13.

- Braciszku, co ci jest? - Gemma zapytała Harry'ego przy śniadaniu, ale ten nie miał ochoty z nią rozmawiać. Musiał jednak coś odpowiedzieć by dała mu święty spokój.

- Nic. Treningi wykańczają. - odburknął jej, ale ona nie dała za wygraną.

- Dlaczego mam wrażenie, że nie o to chodzi?

- A możesz zająć się swoimi sprawami, Gem? - rzucił w stronę siostry i wyszedł z domu, by udać się do szkoły.

Miał dziś paskudny humor, co ostatnio miało miejsce każdego dnia i nie wiedział co z tym począć. Czuł jakby tracił grunt pod nogami, jakby jakaś nieznana siła zawładnęła jego umysłem, jakby coś go pochłaniało i nie pozwalało wydostać się na powierzchnię.

assLou: Zmień minę, Kochanie 😘

thunderHazz: Nie widzę potrzeby.

assLou: To pierwszy raz kiedy nie burzysz się o całusy 😱

assLou: Co cię ugryzło, Hazz?😱

thunderHazz: Ty!

assLou: Ej, ja nie mam z tym nic wspólnego!

thunderHazz: Nieważne.

thunderHazz: Cokolwiek.

*

Stołówka.

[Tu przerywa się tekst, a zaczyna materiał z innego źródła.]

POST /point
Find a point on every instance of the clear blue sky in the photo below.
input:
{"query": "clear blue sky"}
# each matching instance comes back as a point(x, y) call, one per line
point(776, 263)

Pora lunchu.

assLou: Nic dziś nie zjadłeś.😯

tunderHazzh: Pilnujesz mnie?

assLou: Ktoś musi 😊

thunderHazz: Nie potrzebuję tego.

assLou: Jestem innego zdania.😉

thunderHazz: Nie wiem o co ci chodzi

assLou: O co mi chodzi?

assLou: Czy ty siebie słyszysz?

thunderHazz: Nie słyszę.

thunderHazz: Widzę.

assLou: To idź do łazienki i spójrz na siebie.

assLou: Coś jest z Tobą nie tak.

assLou: Innych może nabierzesz, nie mnie!

thunderHazz: Znawca się znalazł!

thunderHazz: Wszystkim tak doradzasz?

assLou: Tylko tym wyjątkowym.😝

thunderHazz: Próbujesz mi coś powiedzieć?

assLou: Ja?

assLou: No co ty.😂

thunderHazz: Ok

assLou: Znów obrażona księżniczka?

thunderHazz: Przecież to lubisz.

assLou: Lubię ciebie.😶

thunderHazz: O co ci chodzi?

assLou: O nic.

assLou: Tak gadam.

thunderHazz: Rozumiem.

thunderHazz: Tylko...

assLou: ?

thunderHazz: Czasem lepiej ugryźć się w język.

assLou: Mogę gryźć...

assLou: Ciebie 😙

thunderLou: O tym właśnie mówię, ale ty nie zrozumiesz.

thunderHazz: Nara

Po szkole Harry wrócił do domu przybity. Nic mu dziś nie wychodziło, wszystko obracało się w porażkę, czym sobie na to zasłużył, co takiego zrobił, że świat się na nim mścił? Nie miał ochoty na nic poza ucieczką, więc to zrobił. Schował się w swoim pokoju i poległ na łóżku, na głowę zaciągnął kołdrę jakby była tarczą przed tym, co się z nim działo.